【SDGs17のゴール】5. ジェンダー平等を実現しよう

SDGs(持続可能な開発目標)17のゴール(目標)。その項目の5つ目に掲げられているのが「ジェンダー平等を実現しよう」です。SDGsでは、2030年までにジェンダーの平等を達成し、すべての女性(女児を含む)のエンパワーメントを図ることを目指しています。また、ジェンダー問題は「相対的貧困」をキーワードとして貧困問題とも深いつながりがあり、日本国内においても解決すべき喫緊の課題です。

SDGsが目指すジェンダー平等の実現のために知っておきたいジェンダー問題と貧困の関係

国内における経済格差の増大は近年、新興国に止まらず、日米欧といった先進国においても注目度が高まっています。
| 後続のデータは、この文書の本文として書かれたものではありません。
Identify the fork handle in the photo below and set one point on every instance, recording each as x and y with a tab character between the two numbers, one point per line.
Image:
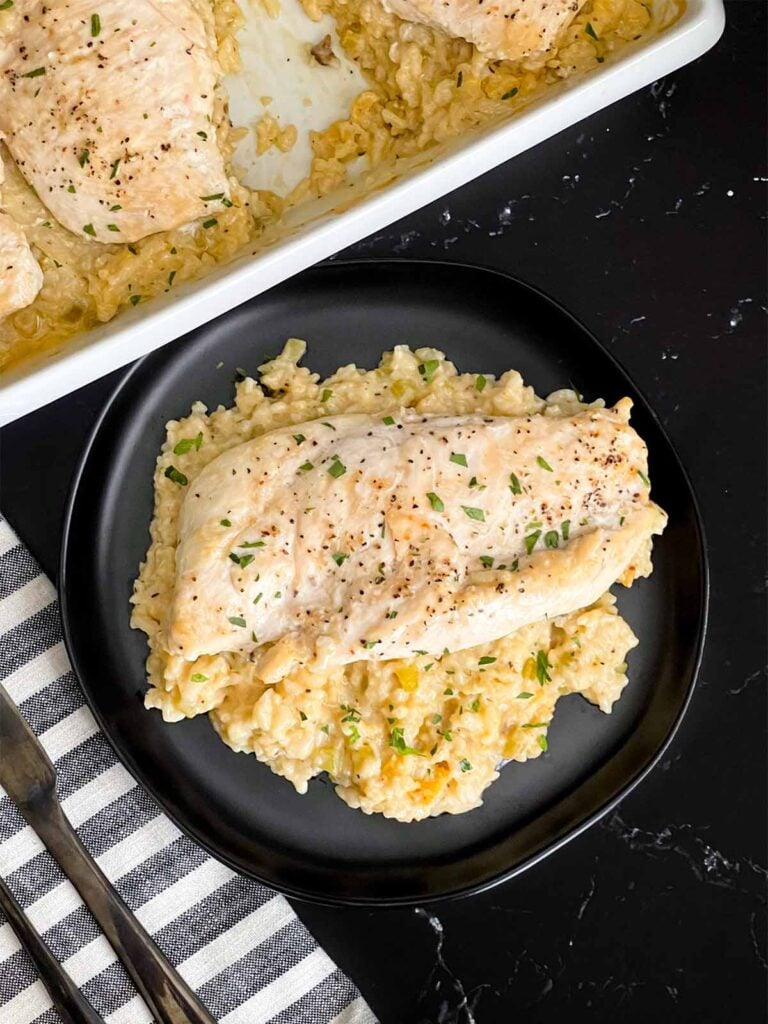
71	1005
167	995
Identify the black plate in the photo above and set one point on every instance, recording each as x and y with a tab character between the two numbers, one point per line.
314	846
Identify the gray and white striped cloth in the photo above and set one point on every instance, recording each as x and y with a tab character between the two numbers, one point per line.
236	942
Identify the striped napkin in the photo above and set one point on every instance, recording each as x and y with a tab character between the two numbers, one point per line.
236	942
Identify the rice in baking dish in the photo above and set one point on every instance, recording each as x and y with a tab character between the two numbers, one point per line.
465	713
423	89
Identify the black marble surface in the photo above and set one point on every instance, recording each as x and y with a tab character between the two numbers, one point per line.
648	222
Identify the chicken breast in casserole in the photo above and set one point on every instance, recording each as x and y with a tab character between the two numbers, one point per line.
359	538
278	540
502	29
108	112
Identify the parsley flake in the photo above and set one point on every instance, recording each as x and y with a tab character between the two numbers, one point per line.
531	540
542	668
173	474
477	514
398	744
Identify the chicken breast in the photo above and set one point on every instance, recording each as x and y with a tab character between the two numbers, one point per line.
107	110
360	538
20	276
502	29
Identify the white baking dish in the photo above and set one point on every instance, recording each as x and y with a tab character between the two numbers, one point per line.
314	231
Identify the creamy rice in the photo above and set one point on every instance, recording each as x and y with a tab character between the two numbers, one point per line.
464	713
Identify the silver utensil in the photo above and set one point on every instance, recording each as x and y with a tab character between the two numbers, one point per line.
30	779
72	1006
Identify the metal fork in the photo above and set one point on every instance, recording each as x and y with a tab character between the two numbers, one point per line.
72	1006
30	779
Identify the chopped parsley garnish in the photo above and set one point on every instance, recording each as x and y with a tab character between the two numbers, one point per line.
531	541
187	443
477	514
542	668
398	744
428	369
173	474
241	560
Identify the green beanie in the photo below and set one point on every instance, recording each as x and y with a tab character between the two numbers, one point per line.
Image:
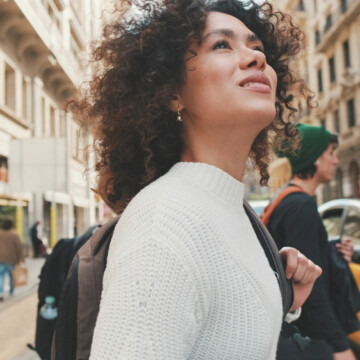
314	140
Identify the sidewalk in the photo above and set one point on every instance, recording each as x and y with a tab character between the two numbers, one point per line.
34	267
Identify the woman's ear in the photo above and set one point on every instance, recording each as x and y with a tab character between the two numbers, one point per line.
176	104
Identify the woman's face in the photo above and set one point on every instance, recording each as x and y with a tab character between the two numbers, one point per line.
229	82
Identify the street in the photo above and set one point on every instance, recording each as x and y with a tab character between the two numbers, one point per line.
18	329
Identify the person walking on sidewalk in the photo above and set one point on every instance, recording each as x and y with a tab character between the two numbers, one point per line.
38	246
187	90
10	254
296	222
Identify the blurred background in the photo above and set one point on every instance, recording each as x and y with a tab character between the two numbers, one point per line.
44	57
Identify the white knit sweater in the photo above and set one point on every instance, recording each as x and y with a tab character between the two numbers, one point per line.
186	276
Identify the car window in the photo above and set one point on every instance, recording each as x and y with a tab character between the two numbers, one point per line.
332	221
352	225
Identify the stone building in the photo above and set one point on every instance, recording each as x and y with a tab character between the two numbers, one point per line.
331	67
43	55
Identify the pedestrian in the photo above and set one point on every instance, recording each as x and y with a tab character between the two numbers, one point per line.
38	246
186	91
296	222
11	254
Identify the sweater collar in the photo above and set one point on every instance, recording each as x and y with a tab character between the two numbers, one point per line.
212	179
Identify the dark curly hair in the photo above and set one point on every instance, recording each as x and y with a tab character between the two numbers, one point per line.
143	65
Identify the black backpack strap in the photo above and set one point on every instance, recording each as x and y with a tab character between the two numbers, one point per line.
272	253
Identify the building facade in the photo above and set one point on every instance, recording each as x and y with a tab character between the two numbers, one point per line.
331	67
43	59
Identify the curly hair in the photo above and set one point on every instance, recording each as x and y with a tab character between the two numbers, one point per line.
143	65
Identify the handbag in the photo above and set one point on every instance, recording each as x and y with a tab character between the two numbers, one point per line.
20	275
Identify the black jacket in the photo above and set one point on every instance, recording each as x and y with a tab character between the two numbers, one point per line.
297	223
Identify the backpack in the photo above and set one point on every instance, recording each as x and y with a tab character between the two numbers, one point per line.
52	278
80	299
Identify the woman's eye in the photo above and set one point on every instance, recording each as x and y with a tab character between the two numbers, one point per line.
221	44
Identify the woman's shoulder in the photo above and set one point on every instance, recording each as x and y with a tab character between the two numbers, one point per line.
167	193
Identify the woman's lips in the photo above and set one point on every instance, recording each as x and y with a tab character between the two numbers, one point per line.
258	87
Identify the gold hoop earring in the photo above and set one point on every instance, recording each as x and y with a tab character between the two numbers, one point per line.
179	118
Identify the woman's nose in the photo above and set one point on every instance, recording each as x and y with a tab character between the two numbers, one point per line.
252	58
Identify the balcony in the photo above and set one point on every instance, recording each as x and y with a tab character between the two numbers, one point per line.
336	22
37	40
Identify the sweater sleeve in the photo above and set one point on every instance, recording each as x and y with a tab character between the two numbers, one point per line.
301	231
149	307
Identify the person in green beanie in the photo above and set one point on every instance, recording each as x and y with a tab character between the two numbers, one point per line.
296	222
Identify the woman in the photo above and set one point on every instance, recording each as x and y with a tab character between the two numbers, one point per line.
10	254
186	92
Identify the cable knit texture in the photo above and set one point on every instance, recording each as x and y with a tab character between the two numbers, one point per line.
186	276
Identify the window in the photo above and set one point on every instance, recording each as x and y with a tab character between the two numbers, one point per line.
352	225
43	116
346	49
10	87
351	113
343	5
52	122
328	22
320	87
354	175
62	120
25	100
300	6
336	121
339	183
332	70
332	219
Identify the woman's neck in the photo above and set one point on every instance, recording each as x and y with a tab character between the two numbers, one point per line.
228	153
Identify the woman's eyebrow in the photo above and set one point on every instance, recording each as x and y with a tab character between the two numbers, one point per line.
251	37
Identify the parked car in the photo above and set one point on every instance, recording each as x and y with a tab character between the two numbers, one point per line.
259	205
341	217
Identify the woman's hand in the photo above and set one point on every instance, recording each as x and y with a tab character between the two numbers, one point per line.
302	272
344	355
346	248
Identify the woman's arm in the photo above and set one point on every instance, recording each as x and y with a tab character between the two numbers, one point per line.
149	307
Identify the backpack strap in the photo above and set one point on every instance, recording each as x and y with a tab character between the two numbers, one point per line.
268	211
272	253
92	259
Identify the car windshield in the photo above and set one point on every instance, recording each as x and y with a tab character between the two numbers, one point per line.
332	221
352	225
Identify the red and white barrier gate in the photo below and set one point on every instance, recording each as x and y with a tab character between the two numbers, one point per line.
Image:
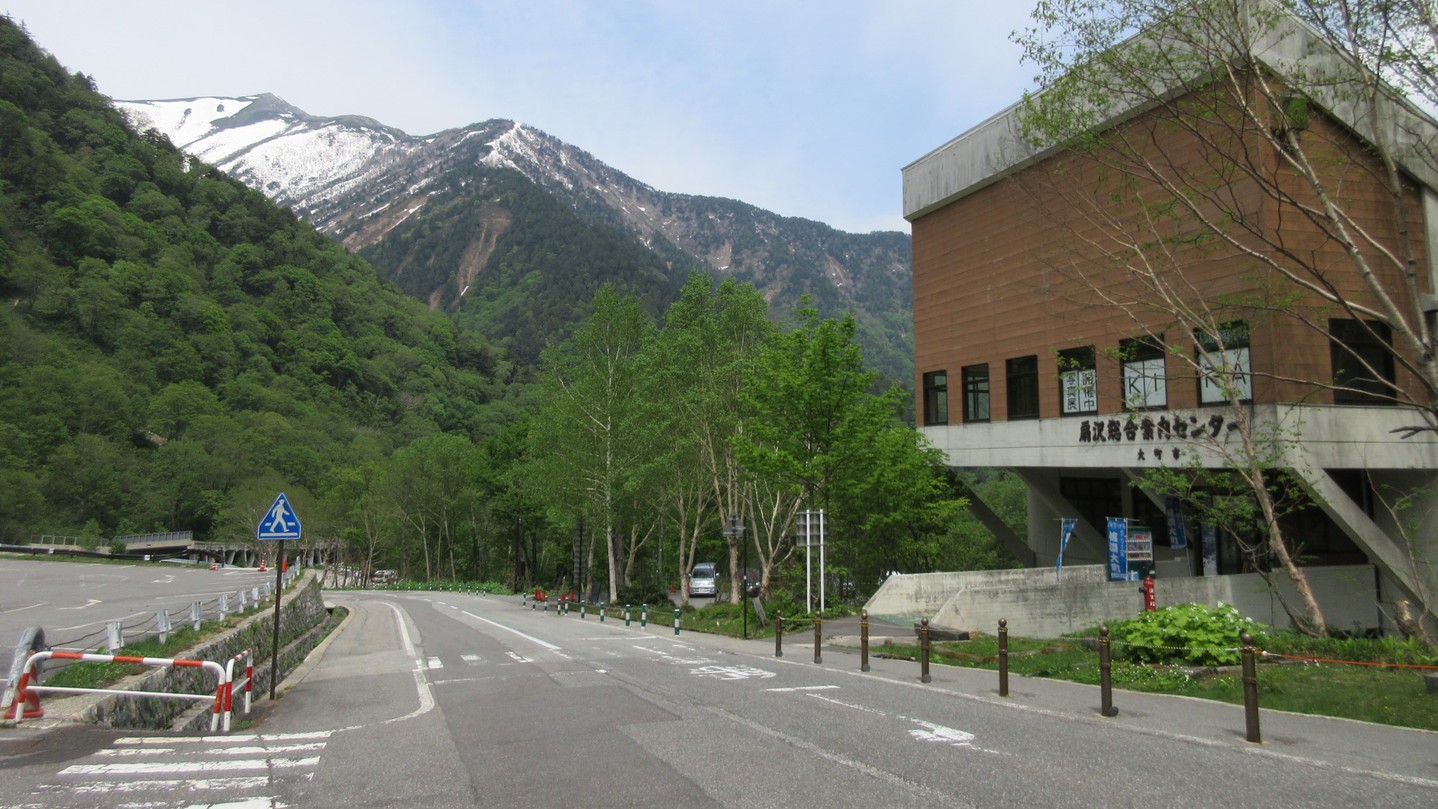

最近は各メディア媒体を通じて、その国の一般的な生活水準等と比べ経済的に困窮した状態を指す、「相対的貧困」という言葉を目にする機会が多くなったかと思います。相対的貧困の人々は顕在化しにくいという難点を抱えています。しかし、生活に支障があり、将来に対する不安が大きく、物心ともに安定しないという深刻性を無視することはできません。

この相対的貧困の中で、「女性の貧困」は日本でも度々議論がなされています。日本国内においては、従前からの「男性は仕事、女性は家庭」というステレオタイプの意識は徐々に薄れているものの、実際には子育てをしながら就労する社会環境が十分には整っていません。その結果、望まなくとも女性が家庭を優先せざるを得ず、「非正規雇用」のキャリアを選択するケースが多く存在します。

世界に目を移すと、「相対的貧困」をキーワードとして、ジェンダー問題と貧困の関連性が様々に見出されます。たとえば、新興国で子育てと仕事の両立のために起業した女性が、融資を受けられないケースは珍しくありません。先進国においても、クレジットカード発行時に付与される信用力が男女で大きく異なってしまったケースや、人材採用で用いていたアルゴリズムに性差別が潜んでいたケースがあります。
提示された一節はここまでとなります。